Elsewhere, UNHCR remains very concerned about the precarious conditions of the some 1,000 people living in the no man's land zone separating Iraq and Jordan. Among those people waiting at Al Karama are more than 40 Iraqis, some of whom fled Baghdad, Diwaniyah, and other cities at the height of the fighting one month ago, while others arrived more recently.
UNHCR's Representative in Jordan met with the Minister of Planning on Tuesday and discussed the delays faced by these Iraqis in obtaining temporary protection in Jordan.
Every Iraqi fleeing their homeland should receive temporary protection at the refugee camp in Ruwaished. We see no reason why these Iraqis, women, children, and men, should be forced to wait in the no man's land for weeks.

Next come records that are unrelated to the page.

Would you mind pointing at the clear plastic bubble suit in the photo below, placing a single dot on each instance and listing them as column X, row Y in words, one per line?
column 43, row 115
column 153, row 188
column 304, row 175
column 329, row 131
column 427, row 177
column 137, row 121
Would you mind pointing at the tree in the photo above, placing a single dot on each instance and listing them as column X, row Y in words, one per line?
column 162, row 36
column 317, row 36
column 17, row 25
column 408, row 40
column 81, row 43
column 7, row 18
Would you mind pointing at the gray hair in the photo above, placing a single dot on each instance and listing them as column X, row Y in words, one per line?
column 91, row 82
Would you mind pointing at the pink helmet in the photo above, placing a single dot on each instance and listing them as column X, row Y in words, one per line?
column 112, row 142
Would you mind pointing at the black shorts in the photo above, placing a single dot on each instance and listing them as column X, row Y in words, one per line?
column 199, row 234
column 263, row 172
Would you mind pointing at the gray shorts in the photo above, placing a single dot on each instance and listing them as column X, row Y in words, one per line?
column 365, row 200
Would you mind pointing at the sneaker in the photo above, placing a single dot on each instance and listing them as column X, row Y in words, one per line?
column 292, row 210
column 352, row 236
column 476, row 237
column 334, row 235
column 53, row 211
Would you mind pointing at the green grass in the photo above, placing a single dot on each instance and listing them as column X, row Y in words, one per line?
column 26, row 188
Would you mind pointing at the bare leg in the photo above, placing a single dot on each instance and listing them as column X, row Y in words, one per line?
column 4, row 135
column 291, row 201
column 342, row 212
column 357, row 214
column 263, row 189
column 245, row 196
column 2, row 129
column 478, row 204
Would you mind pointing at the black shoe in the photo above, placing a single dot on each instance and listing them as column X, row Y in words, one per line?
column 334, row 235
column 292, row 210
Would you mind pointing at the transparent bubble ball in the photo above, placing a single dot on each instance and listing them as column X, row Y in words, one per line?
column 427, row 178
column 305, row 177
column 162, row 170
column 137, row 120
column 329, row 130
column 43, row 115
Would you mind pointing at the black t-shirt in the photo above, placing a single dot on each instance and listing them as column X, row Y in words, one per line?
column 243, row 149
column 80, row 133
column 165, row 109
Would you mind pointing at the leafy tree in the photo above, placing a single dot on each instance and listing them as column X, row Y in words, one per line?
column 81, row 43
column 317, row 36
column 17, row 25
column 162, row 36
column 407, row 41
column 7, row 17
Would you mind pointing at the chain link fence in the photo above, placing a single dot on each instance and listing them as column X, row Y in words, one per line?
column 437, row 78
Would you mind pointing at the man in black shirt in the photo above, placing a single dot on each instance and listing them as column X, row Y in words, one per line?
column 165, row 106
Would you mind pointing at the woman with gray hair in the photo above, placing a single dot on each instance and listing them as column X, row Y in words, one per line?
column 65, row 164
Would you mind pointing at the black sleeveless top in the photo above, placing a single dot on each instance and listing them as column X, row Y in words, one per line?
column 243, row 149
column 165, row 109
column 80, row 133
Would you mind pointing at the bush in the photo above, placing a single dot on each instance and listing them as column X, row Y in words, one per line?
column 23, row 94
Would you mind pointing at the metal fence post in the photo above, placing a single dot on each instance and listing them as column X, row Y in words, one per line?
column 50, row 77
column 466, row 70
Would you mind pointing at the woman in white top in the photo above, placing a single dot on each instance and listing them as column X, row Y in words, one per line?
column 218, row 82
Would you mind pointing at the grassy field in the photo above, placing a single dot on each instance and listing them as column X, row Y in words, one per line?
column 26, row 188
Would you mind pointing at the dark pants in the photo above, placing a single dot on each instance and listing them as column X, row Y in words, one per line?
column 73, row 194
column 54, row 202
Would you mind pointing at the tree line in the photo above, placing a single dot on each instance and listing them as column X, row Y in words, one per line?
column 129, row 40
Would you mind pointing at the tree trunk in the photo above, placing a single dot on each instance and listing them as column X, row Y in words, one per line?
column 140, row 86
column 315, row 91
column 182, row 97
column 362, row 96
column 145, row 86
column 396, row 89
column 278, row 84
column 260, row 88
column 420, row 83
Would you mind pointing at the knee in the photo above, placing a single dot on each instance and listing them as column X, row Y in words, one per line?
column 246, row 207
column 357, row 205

No asylum seeker should be forced to wait in limbo in no man's land, or be summarily sent home. Iraqis seeking the protection of temporary asylum should instead be sheltered in a refugee camp and subject to the appropriate screening procedure.
Others stuck at the Jordan's border with Iraq include more than 930 Iranian ethnic Kurds who fled the Al Tash refugee camp, 120 km west of Baghdad, in recent weeks.
In the spirit of cooperation that guides the UN refugee agency's work with the Jordanian authorities, we sent a team into western Iraq today to look into the possibility of establishing a temporary camp there for anyone who does not require the protection of the government of Jordan, although we have not committed ourselves. Ideally, it would be best if these Iranian refugees could return to Al Tash camp in safety.
We hope the UN's return this week to central Iraq will help to reassure the remaining some 11,000 refugees in Al Tash, as well as the Iranian ethnic Kurds in no man's land who previously fled the camp.
For the 33 Iranian Persians waiting in no man's land who were previously refugees elsewhere, we are advocating their readmission to their countries of first asylum, and we're currently awaiting replies from those states.